1910 als Louis Poirier geboren, wählte Gracq seinen Künstlervornamen als Hommage an Stendhals Helden Julien Sorel, während der Nachname hingegen den römischen Gracchen Referenz erweisen sollte. Ab 1930 studierte der Franzose Geographie und arbeitete anschließend als Lehrer. Die Neigung zur Geographie führte Gracq letztlich auf den ihn stark prägenden Jules Verne zurück, dem er es als Verdienst zurechnete, den auf den Menschen zentrierten Roman um die Physiognomie der Erde erweitert zu haben. Aus der Liebe zur Morphologie der den Menschen umgebenden Welt wird sich in seinem späteren Werk eine intensive Schilderung der Landschaft ergeben, die ihrer zentralen Bedeutung im menschlichen Dasein Tribut zollen soll. Bisweilen wird sogar von Geopoesie gesprochen.

Neben der Geographie ist es vor allem der Surrealismus, der Gracq in dieser Phase prägte, hinzu kommen als Einflüsse Wagner, insbesondere Parsifal, und die deutsche Romantik. Aus der Verschmelzung dieser Elemente entsteht 1938 sein erster Roman, „Auf Schloss Argol“, der Anfangs allerdings noch geringe Beachtung fand, nach öffentlichem Lob von André Breton jedoch zu seinem ersten schriftstellerischen Achtungserfolg wurde.

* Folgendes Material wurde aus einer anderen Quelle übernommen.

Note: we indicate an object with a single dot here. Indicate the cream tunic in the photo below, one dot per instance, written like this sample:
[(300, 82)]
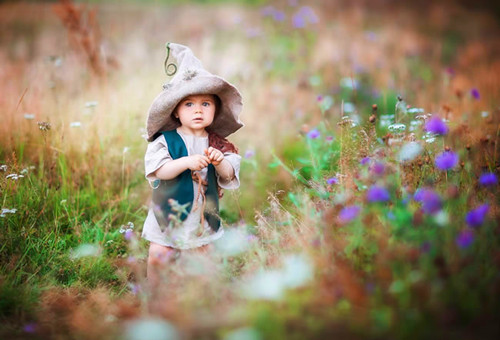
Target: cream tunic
[(184, 236)]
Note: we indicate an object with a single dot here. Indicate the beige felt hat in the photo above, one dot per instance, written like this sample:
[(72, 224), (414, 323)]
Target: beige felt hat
[(191, 78)]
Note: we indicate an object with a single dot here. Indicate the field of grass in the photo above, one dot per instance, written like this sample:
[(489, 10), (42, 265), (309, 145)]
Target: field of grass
[(369, 200)]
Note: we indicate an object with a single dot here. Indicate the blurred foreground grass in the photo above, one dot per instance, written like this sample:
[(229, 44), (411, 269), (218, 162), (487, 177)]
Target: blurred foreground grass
[(347, 224)]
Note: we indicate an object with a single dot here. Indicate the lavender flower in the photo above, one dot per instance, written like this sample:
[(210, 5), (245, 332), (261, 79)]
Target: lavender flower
[(429, 199), (377, 194), (364, 160), (313, 134), (436, 126), (475, 94), (332, 180), (488, 179), (249, 153), (446, 160), (475, 217), (465, 238), (377, 169), (349, 213)]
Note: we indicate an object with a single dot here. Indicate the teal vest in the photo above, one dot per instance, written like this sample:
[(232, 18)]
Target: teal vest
[(181, 188)]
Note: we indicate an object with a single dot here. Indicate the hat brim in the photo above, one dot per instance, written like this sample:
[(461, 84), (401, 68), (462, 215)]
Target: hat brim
[(226, 120)]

1936 wird Gracq Mitglied der kommunistischen Partei Frankreichs, löst sich mit dem Bekanntwerden des Hitler-Stalin-Paktes 1939 jedoch sofort von dieser und wird fortan jede politische Stellungnahme verweigern. Etwa zeitgleich wird Gracq als Offizier eingezogen und erlebt den „drôle de guerre“ an der deutsch-französischen Front. Die Erfahrung planloser Tätigkeit und angespannter Untätigkeit bei vollem Bewusstsein der Überlegenheit eines straff organisierten Gegners mit unbedingtem Willen zum Sieg – ein Wille, der in einem selbst schon lange erloschen ist – wird Gracq verschiedentlich literarisch verarbeiten: Sehr unmittelbar in „Ein Balkon im Wald“ (1958), in mythisch-allegorische Welten hingegen in „Das Ufer der Syrten“ (1951) und „Das Abendreich“ (1952) und dokumentarisch in seinem 2011 posthum erschienenem Kriegstagebuch. In letzterem zeigt sich bereits, dass Gracq die besinnungslose Lust am eigenen Untergang gut kannte, so notiert er nach Bekanntwerden des Einschlusses seines Truppenteiles:

„Jetzt sind wir umzingelt. Es ist eine wirkliche Phantasmagorie. In Anbetracht der Lage verspüre ich beinahe eine Gier nach noch mehr, nach katastrophalen Meldungen, und das Bedürfnis, mit dem Unerhörten über das Beängstigende zu triumphieren.“

Das ohnmächtige Missverhältnis zwischen eigener Truppe und Gegner wird bei Gracq sehr deutlich:

„In diesem kurzen Krieg habe ich fast immer gesehen, wie die Männer rund um mich zögerten, das Feuer zu eröffnen, weil sie Gewissheit hatten, dass sie – anstatt dem Feind zu schaden – auf sich selbst deuteten und von vorneherein davon überzeugt waren, nicht das letzte Wort zu haben“

Und:

„Die geringsten, noch so winzigen Anzeichen von Aggressivität und dem Willen zum Sieg sprechen auf dem Schlachtfeld – und mit welcher Heftigkeit! – zur Seele“

Man darf annehmen, dass die elementare Erfahrung eben dieses Missverhältnisses zwischen altersmüder Zivilisationspassivität und rücksichtsloser Urkraft, die Gracq im Krieg erlebte, ein entscheidender Impulsgeber für sein literarisches Werk war, wie wir noch sehen werden.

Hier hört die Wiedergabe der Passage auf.